Session
Orals & Spotlights Track 33: Health/AutoML/(Soft|Hard)ware
Dustin Tran · Artur Dubrawski
Theory-Inspired Path-Regularized Differential Network Architecture Search
Pan Zhou · Caiming Xiong · Richard Socher · Steven Chu Hong Hoi
Despite its high search efficiency, differential architecture search (DARTS) often selects network architectures with dominated skip connections which lead to performance degradation. However, theoretical understandings on this issue remain absent, hindering the development of more advanced methods in a principled way. In this work, we solve this problem by theoretically analyzing the effects of various types of operations, e.g. convolution, skip connection and zero operation, to the network optimization. We prove that the architectures with more skip connections can converge faster than the other candidates, and thus are selected by DARTS. This result, for the first time, theoretically and explicitly reveals the impact of skip connections to fast network optimization and its competitive advantage over other types of operations in DARTS. Then we propose a theory-inspired path-regularized DARTS that consists of two key modules: (i) a differential group-structured sparse binary gate introduced for each operation to avoid unfair competition among operations, and (ii) a path-depth-wise regularization used to incite search exploration for deep architectures that often converge slower than shallow ones as shown in our theory and are not well explored during search. Experimental results on image classification tasks validate its advantages. Codes and models will be released.
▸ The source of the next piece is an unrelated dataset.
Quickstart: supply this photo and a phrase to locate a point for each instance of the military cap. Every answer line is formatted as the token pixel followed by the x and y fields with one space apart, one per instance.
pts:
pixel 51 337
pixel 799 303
Improved Variational Bayesian Phylogenetic Inference with Normalizing Flows
Cheng Zhang
Variational Bayesian phylogenetic inference (VBPI) provides a promising general variational framework for efficient estimation of phylogenetic posteriors. However, the current diagonal Lognormal branch length approximation would significantly restrict the quality of the approximating distributions. In this paper, we propose a new type of VBPI, VBPI-NF, as a first step to empower phylogenetic posterior estimation with deep learning techniques. By handling the non-Euclidean branch length space of phylogenetic models with carefully designed permutation equivariant transformations, VBPI-NF uses normalizing flows to provide a rich family of flexible branch length distributions that generalize across different tree topologies. We show that VBPI-NF significantly improves upon the vanilla VBPI on a benchmark of challenging real data Bayesian phylogenetic inference problems. Further investigation also reveals that the structured parameterization in those permutation equivariant transformations can provide additional amortization benefit.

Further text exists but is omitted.